Continental Foods owns portfolio of iconic local consumer brands such as Liebig, Royco, D&L, Erasco and Blå Band.

GBfoods, a food company headquartered in Spain, announced today that it has entered into exclusive final negotiations with CVC Fund V following a firm offer made by GBfoods for the acquisition of the European group Continental Foods.

Continental Foods was established in 1933 as a division of the Campbell Soup Company and was acquired by CVC Fund V in 2013. With a turnover of around 400 million euros and a team of over 1,000 employees, it operates in five key European markets: Belgium, where also its HQ is located, France, Germany, Sweden and Finland. Continental Foods owns a portfolio of iconic local consumer brands such as Liebig, Royco, D&L, Erasco and Blå Band, among others, with a long heritage and brand awareness among consumers.

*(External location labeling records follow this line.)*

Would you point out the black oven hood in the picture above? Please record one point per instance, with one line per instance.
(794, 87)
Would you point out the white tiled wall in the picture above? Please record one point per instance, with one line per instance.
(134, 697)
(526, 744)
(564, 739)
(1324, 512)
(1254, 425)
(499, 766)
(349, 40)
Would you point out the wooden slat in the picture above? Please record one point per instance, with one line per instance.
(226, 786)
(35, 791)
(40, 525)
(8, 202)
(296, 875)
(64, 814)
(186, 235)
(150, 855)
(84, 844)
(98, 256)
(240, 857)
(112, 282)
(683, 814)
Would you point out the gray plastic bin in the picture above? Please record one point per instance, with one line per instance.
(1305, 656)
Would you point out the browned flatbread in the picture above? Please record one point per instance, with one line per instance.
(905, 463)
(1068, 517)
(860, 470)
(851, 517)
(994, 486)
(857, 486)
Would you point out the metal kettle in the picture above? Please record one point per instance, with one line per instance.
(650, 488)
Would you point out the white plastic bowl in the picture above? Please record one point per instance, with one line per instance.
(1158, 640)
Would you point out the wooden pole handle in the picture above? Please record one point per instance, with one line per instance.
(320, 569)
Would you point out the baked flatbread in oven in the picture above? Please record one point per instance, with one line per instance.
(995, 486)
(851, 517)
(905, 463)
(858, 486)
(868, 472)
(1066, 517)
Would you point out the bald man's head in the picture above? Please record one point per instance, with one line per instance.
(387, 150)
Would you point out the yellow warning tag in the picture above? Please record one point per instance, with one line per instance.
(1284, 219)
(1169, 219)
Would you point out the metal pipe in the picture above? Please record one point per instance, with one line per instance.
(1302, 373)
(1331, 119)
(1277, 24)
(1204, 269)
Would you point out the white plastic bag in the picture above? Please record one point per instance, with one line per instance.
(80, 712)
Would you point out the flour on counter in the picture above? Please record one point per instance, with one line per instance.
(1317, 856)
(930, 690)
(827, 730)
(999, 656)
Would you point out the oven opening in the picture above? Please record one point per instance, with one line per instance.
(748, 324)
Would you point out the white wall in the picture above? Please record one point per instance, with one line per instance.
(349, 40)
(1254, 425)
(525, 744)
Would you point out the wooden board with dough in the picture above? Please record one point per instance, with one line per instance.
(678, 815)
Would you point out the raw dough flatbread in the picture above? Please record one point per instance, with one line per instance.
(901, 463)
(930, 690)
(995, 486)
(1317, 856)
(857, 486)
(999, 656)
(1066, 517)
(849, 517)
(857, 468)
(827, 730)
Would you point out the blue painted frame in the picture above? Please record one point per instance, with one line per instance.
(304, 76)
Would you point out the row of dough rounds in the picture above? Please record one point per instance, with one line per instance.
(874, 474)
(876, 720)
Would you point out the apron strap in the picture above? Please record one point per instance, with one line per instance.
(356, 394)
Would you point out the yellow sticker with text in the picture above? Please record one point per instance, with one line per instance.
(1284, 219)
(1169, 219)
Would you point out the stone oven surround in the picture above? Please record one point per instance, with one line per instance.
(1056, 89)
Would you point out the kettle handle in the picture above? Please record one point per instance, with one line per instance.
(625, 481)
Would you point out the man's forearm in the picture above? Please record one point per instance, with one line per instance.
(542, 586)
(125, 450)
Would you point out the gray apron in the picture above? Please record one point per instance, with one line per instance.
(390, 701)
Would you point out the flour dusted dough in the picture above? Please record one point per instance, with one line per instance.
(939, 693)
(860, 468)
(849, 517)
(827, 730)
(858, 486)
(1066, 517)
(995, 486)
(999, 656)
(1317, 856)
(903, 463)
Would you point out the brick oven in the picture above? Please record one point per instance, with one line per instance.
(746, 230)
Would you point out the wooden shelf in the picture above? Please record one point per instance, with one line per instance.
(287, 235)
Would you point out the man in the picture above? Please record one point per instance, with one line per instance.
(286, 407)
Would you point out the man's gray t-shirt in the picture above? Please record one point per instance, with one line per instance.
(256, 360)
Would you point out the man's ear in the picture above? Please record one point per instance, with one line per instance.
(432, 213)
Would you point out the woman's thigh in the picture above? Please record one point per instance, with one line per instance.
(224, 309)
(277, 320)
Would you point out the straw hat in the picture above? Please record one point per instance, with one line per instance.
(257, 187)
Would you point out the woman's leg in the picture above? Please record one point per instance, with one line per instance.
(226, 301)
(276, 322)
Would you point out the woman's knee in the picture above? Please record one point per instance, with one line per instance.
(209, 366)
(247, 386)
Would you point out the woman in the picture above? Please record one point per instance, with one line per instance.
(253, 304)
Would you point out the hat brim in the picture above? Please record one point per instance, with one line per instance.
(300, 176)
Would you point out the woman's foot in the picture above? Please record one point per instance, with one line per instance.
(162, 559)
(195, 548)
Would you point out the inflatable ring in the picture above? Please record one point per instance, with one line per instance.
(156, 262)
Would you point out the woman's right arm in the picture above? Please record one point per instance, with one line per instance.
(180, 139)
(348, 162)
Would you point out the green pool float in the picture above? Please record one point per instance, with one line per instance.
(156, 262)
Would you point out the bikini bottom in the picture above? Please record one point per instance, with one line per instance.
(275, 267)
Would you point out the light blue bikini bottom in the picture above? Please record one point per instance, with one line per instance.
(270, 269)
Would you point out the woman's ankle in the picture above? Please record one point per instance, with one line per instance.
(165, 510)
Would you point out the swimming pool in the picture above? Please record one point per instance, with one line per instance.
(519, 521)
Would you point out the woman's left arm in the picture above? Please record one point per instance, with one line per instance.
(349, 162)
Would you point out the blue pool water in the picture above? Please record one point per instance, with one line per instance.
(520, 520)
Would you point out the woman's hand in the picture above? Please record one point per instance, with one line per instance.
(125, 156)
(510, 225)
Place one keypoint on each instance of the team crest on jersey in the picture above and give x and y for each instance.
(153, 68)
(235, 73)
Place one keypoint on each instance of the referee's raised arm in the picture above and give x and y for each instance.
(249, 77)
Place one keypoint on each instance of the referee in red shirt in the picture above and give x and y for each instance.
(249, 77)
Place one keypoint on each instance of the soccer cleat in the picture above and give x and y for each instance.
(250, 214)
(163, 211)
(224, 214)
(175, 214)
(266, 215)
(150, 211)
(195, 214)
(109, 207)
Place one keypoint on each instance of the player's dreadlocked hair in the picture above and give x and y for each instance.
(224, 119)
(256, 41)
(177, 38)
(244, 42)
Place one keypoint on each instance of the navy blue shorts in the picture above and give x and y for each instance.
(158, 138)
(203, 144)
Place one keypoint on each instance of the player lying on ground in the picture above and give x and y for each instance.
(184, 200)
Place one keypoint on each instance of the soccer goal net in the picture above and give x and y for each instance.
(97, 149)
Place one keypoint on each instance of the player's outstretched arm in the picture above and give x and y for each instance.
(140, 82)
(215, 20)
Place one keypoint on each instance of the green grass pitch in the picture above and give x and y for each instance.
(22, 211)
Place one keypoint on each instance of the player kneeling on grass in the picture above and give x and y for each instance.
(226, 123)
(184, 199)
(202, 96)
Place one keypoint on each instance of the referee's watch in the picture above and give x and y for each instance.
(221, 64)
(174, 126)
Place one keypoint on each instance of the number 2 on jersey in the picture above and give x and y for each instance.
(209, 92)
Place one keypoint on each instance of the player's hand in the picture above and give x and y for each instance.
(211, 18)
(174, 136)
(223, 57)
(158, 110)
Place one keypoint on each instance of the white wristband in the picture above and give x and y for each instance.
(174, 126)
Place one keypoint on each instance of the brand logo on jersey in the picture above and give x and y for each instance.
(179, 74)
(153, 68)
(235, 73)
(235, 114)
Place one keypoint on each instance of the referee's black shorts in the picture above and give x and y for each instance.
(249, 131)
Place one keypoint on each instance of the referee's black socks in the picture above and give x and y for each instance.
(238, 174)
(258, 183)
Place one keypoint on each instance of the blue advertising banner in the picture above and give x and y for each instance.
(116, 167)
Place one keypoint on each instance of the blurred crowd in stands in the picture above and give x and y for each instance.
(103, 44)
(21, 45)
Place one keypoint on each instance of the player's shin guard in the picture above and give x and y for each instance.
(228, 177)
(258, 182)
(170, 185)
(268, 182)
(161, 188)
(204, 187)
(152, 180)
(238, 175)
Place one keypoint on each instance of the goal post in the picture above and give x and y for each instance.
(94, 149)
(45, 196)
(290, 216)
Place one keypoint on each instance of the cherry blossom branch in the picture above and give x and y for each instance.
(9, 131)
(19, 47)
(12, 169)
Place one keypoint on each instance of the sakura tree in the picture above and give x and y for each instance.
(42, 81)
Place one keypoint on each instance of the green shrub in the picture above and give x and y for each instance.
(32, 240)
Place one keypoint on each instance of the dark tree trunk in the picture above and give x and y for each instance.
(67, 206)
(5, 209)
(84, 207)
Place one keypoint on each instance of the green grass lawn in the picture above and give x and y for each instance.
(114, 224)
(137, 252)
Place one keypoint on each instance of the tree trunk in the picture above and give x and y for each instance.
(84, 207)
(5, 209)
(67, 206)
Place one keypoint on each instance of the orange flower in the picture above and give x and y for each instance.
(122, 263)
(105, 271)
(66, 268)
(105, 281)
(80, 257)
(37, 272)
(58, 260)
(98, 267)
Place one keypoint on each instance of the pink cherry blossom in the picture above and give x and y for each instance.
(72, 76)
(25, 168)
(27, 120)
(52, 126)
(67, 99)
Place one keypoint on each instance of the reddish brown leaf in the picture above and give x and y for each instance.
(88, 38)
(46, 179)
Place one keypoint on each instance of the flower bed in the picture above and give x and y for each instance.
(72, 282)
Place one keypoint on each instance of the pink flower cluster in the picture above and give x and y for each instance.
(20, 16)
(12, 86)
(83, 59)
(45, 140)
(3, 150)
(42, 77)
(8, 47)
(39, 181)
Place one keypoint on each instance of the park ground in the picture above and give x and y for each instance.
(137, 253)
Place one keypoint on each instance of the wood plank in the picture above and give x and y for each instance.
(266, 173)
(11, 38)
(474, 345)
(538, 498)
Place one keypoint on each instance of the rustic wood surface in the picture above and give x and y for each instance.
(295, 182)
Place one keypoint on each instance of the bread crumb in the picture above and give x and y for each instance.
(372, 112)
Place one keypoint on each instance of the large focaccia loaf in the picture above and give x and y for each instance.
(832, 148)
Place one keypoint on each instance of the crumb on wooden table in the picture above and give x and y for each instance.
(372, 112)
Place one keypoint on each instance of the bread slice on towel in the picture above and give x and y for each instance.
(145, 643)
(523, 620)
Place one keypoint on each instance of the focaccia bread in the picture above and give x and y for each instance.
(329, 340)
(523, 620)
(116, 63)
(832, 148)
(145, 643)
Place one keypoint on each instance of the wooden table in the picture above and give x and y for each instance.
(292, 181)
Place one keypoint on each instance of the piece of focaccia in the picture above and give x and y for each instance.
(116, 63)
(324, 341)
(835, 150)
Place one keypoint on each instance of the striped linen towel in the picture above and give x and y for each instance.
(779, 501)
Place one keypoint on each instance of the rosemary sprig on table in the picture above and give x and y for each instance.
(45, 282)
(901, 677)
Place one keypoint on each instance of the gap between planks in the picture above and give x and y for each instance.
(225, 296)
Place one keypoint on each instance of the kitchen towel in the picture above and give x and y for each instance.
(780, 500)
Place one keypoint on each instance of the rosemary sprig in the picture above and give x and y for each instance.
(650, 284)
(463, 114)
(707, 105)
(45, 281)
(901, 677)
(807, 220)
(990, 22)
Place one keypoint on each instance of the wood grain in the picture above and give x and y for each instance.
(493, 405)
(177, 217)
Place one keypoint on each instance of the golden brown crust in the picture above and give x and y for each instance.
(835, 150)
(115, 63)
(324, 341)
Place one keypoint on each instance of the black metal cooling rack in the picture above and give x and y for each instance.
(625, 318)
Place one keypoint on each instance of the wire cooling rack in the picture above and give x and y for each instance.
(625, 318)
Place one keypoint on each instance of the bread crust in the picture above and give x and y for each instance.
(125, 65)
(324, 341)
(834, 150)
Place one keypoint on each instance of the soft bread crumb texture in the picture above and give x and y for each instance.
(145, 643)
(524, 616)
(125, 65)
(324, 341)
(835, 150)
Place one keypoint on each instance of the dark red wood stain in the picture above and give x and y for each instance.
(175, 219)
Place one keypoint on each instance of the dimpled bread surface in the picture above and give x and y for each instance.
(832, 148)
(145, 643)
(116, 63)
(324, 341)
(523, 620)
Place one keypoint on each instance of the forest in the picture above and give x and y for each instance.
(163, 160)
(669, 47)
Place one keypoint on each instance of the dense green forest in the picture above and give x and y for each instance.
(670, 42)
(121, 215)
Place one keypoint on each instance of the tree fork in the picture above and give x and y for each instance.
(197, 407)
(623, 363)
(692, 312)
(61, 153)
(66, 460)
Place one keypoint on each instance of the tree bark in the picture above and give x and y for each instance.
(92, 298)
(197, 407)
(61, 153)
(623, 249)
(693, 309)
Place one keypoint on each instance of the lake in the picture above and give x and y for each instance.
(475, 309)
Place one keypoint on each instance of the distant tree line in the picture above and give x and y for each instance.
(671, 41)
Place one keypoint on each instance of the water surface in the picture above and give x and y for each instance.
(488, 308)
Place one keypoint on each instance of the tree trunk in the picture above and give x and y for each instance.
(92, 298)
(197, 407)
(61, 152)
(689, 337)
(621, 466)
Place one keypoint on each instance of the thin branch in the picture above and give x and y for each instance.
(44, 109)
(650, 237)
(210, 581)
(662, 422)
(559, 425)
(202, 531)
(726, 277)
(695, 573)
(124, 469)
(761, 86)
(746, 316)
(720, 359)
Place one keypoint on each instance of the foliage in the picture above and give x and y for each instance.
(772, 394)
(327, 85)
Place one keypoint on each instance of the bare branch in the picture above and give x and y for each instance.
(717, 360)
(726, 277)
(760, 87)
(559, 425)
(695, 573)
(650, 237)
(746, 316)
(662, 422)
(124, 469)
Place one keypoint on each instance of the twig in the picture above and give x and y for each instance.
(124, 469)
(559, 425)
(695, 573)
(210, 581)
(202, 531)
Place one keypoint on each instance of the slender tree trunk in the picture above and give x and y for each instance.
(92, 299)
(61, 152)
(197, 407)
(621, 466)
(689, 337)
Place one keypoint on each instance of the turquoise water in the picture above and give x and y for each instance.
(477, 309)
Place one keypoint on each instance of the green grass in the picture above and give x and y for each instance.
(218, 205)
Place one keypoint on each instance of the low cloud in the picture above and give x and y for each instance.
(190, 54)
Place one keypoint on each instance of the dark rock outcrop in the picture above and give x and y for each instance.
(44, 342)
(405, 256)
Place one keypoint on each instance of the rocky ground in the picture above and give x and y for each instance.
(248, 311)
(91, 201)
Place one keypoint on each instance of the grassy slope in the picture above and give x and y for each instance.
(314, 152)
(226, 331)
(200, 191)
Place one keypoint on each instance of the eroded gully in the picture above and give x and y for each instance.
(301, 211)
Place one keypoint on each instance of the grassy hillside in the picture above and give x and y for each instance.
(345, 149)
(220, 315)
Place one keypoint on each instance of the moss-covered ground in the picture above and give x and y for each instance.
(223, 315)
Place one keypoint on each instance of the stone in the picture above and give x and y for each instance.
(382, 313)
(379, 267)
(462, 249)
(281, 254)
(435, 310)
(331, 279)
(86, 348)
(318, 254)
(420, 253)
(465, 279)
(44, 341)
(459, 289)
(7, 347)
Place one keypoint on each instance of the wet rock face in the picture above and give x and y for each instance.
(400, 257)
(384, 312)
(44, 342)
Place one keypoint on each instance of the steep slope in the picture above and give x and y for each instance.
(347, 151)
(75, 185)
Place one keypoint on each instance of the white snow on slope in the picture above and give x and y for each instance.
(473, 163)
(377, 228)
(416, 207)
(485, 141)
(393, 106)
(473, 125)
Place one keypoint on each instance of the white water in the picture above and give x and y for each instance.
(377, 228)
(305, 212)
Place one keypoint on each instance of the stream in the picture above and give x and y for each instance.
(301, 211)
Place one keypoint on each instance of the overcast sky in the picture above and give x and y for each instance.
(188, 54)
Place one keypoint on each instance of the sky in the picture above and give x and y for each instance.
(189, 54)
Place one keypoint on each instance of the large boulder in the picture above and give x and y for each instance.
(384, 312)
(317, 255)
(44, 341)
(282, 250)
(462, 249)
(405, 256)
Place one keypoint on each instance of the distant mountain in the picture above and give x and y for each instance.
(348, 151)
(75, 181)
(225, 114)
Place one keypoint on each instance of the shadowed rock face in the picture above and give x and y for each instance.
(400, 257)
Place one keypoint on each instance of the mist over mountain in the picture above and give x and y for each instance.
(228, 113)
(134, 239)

Commenting on the transaction, Ignasi Ricou, CEO of GBfoods, said: “GBfoods is delighted to have entered into exclusive final negotiations for the acquisition of Continental Foods. Continental Foods is a great group of very similar culture to GBfoods, complementary markets, local culinary brands, a long heritage and a great team.”

Steven Buyse, Partner at CVC Capital Partners, added: “We are proud of the transformation that the management team at Continental Foods has realised under CVC Fund V’s ownership. Continental Foods is a fantastic company and would be a great addition to GBfoods, who share the same passion for local brands.”

The GBFoods was advised by AZ Capital, PWC, and Clifford Chance. CVC Fund V was advised by UBS, ING and Cleary Gottlieb Steen & Hamilton LLP.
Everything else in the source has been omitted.